There is a chilling video online of a parish church in Bergamo, Italy with about fifty wooden caskets lined up around the walls of the church on the floor. This is what is happening in the epicenter of the coronavirus pandemic in northern Italy. It is a somber reminder of the seriousness and aggressiveness of this coronavirus. The obituary page of the daily local newspaper is ten to eleven pages long.
The Diocese of Bergamo has lost six priests to COVID-19 and twenty priests have successfully recovered from it. Bishop Francesco Beschi stated today that, “we are close to our people knowing that on one side we bring Christ to others, but at the same time, we can become careers of the virus.” He called his priests to have prudence when in contact with others.
Many years ago I read the book “The Lexus and the Olive Tree” where the author pointed out that in one day he visited a Lexus production plant and later that same day watched on television how people were fighting over ancestral lands in the Middle East – fighting over who owns what olive tree. The coronavirus pandemic reminds me of the contrast that Thomas Friedman experienced and described in his book.
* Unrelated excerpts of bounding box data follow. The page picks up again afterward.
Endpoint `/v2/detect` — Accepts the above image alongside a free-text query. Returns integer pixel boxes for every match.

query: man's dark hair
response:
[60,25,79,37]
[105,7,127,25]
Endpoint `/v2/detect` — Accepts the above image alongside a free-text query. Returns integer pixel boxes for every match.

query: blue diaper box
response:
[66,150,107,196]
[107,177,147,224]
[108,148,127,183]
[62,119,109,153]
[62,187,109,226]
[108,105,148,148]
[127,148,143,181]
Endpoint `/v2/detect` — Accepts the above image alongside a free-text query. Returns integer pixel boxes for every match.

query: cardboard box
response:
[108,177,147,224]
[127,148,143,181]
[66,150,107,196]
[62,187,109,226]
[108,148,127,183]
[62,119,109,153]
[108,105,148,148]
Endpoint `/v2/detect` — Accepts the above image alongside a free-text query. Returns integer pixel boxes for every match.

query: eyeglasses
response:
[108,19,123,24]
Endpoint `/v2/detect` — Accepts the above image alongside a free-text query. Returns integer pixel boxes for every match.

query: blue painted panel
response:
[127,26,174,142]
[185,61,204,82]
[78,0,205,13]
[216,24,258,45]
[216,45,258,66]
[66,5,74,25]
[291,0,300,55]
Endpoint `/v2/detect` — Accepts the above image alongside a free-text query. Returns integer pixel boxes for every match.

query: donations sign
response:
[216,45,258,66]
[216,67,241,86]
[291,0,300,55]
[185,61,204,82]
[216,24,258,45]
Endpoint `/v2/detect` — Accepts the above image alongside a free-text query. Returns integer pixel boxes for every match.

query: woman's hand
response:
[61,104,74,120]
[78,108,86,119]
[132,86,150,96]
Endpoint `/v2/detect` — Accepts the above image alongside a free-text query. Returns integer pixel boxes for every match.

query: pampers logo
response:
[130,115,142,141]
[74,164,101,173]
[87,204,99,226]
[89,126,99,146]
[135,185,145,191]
We live in a very modern world that strives to solve every problem and control all chaos, yet we have been left almost powerless before an ancient and elementary component of our human existence: disease. No matter how modern and advanced we have become as a society, the reality we are facing today was faced by the most ancient of our ancestors.
We pray for all those affected by this virus, for the sick, the quarantined, their families, and all healthcare workers. May Jesus give us the strength to persevere!